Врач притворил дверь сарайчика, и мы пошли к воротам на улицу.

— Странно, что местный люд не связал его с оборотнем, — заметил я. — Ведь повадки у него волчьи. Неужели никто на это внимания не обращал? Я не удивился бы, узнав, что толпа пыталась разорвать его на куски.

— Наоборот, — ответил врач, — на него смотрят, как на защиту от оборотня. Как на талисман, что ли… Понимаете, — добавил он, поймав мой удивленный взгляд, — юродивый на Руси всегда считался Божьим человеком, и нечто вроде этого до сих пор сохранилось в сознании. Я это понял, когда однажды застал моего санитара — здоровенного мужика — у двери сарайчика. Наш блаженный как раз поскуливал жалобно — проголодался или болело у него что. Так знаете, что сделал наш санитар? Он пробормотал испуганно: «Господи, помилуй, святой человек по новой жертве плачется». И быстро перекрестился. Потом оглянулся украдкой, увидел меня и густо покраснел. Я сделал вид, будто ничего не заметил. Но такое отношение к нашему пугалу бессловесному я замечал и у других местных жителей. На него смотрят, как на заступника перед Богом, который старается допустить поменьше жертв и который, может быть, вообще их не допустил бы, если бы не людские грехи. Особенно у старушек это заметно. Наша уборщица мне как-то в глаза сказала, кивнув на сарайчик: «Опять он скорбит, бедный, что нагрешили мы много, и не может руку гнева Божьего от нас отвести. Видно, нынче ночью снова упырь кого затерзает». М-да, словом, его волчьи повадки… На них смотрят как на дарованную ему Богом способность чувствовать движения и замыслы оборотня, быть с ним на сверхъестественной связи, если хотите, и своими средствами предупреждать нас о близости беды. Суеверия, знаете.

— Да-да, сами исчезнут, когда социализм построим, — закивал я. — Значит, с самого утра пойдем следы осматривать. Спокойной вам ночи… Да, кстати, — повернулся я, уже выйдя за ворота, — часто на танцульках поножовщина и драки случаются?

— Почти каждый день, — ответил врач. — До смертоубийства доходит редко, а покалечить могут запросто. Народ после войны разряжается.

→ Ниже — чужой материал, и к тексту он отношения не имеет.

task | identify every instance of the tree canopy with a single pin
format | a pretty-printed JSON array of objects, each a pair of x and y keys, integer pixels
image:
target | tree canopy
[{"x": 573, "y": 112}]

Я еще раз кивнул и зашагал прочь.



За мной числилась койка в одном из домов рабочего поселка, в полубарачном здании. Но я решил пока ночевать в конторе, а с первой зарплаты где-нибудь найти комнату, — в отдельном домике, у какой-нибудь старушки. Словом, с жильем потом разобраться.

А так, сам понимаешь, мне, с моей новой профессией, с огнестрельным оружием постоянно при себе, обосновываться «на проходе», среди пьяного люда и прочих радостей, никак не годилось. Ты хоть глаза на затылке имей, а могут и пистолет спереть, когда на секунду к керосинке за чайником обернешься, и еще что выкинуть. Не говоря уже о том, чтобы за «своих» начать просить. Да. Скажу сразу, что в итоге никакой комнаты я так и не снял, и стал мне мой кабинет и домом родным. На целых четыре года. Правда, мне в первой же каменной пятиэтажке, построенной после войны, выделили комнату, ту самую, в которой мы с тобой и сидим сейчас… Потом, как ты помнишь, мне пришлось крепко повоевать, чтобы вся квартира мне досталась, когда соседи начали съезжать, чтобы не вздумали кого другого в пустеющие комнаты подселять, но это уже другая история. Получилось, и слава Богу.



Два солдата так и сидели в предбанничке — караульном помещении.

— Свободны, — сказал я. — Можете идти — если есть, куда идти. Вы-то где ночуете?

— В караульном вагоне, что на втором запасном пути стоит, — ответил один из них.